But McDonald never seemed to threaten the officers, and in fact appeared to move away from them before Van Dyke opened fire. Still, Van Dyke's attorney told the New York Times that the officer feared for his safety.

The charges against Van Dyke were filed 13 months after he shot McDonald, and it's likely the video played some role in landing those charges. The video was released after months of pressure by activists and journalists, eventually pushing Cook County Judge Franklin Valderrama to order the city to release the footage by Wednesday.

Alvarez, the top prosecutor in Cook County, claimed she decided to charge Van Dyke weeks ago but was hoping to hold off on the announcement until federal authorities completed their part of the joint investigation into the shooting.

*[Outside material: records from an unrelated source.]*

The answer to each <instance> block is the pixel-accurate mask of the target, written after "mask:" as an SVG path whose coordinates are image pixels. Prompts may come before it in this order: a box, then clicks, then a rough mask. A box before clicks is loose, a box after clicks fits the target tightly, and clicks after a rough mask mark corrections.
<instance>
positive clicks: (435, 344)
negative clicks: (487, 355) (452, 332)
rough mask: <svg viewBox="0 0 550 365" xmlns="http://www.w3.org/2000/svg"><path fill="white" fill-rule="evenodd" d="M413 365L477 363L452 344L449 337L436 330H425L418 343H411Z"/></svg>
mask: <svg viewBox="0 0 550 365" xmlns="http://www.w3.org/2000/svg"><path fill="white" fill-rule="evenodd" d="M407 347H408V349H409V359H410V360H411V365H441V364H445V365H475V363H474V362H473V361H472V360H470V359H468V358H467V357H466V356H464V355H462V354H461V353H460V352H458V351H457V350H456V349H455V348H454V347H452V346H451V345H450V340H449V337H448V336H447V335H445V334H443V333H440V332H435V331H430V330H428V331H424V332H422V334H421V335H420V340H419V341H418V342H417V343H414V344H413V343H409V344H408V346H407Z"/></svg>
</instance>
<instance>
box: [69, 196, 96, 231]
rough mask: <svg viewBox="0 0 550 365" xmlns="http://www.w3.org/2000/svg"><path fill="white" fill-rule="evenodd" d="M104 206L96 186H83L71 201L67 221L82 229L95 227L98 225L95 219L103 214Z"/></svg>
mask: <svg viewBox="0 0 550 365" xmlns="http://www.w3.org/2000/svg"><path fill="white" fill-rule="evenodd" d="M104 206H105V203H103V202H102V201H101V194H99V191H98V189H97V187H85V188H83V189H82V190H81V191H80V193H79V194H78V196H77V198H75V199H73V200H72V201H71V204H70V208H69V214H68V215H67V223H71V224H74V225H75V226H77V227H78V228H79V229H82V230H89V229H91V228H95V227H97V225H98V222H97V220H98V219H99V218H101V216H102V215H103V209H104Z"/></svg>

She said she "moved up" the announcement after the judge's order to release the video, according to the Chicago Tribune.

"The officer's actions were not justified and were not a proper use of deadly force," Alvarez said.

As troubling as the video and charges are, they're not the first time Van Dyke came under criticism for his work as a police officer.

Jason Van Dyke has a long history of complaints

 Chicago Police Superintendent Garry McCarthy speaks to media.
Scott Olson/Getty Images
Chicago Police Superintendent Garry McCarthy speaks to media.
According to a University of Chicago database, civilians filed at least 18 complaints against Van Dyke since 2001, although he was never disciplined for the complaints:

One complaint dealt with racial or ethnic verbal abuse.
Ten complaints were about arrest and lock-up procedures.
Three complaints alleged First Amendment violations and illegal arrests.
One complaint was search-related.
One complaint pertained to operation and personnel violations.
Two complaints noted other misconduct, but the details are unknown.
Still, these complaints are only the minimum. Alison Flowers from the University of Chicago Invisible Institute told ABC 7, "Our data tool does not encompass all of Van Dyke's complaints. There are still more that exist that we don't have access to, that we've not been provided by the city, because of the injunction by the Fraternal Order of Police."

Beyond the particulars of the specific charges and complaints against Van Dyke, critics of police use of force argue that the shooting of McDonald represents a much broader problem in the US: Black people are, compared with their white peers, disproportionately likely to be shot and killed by police.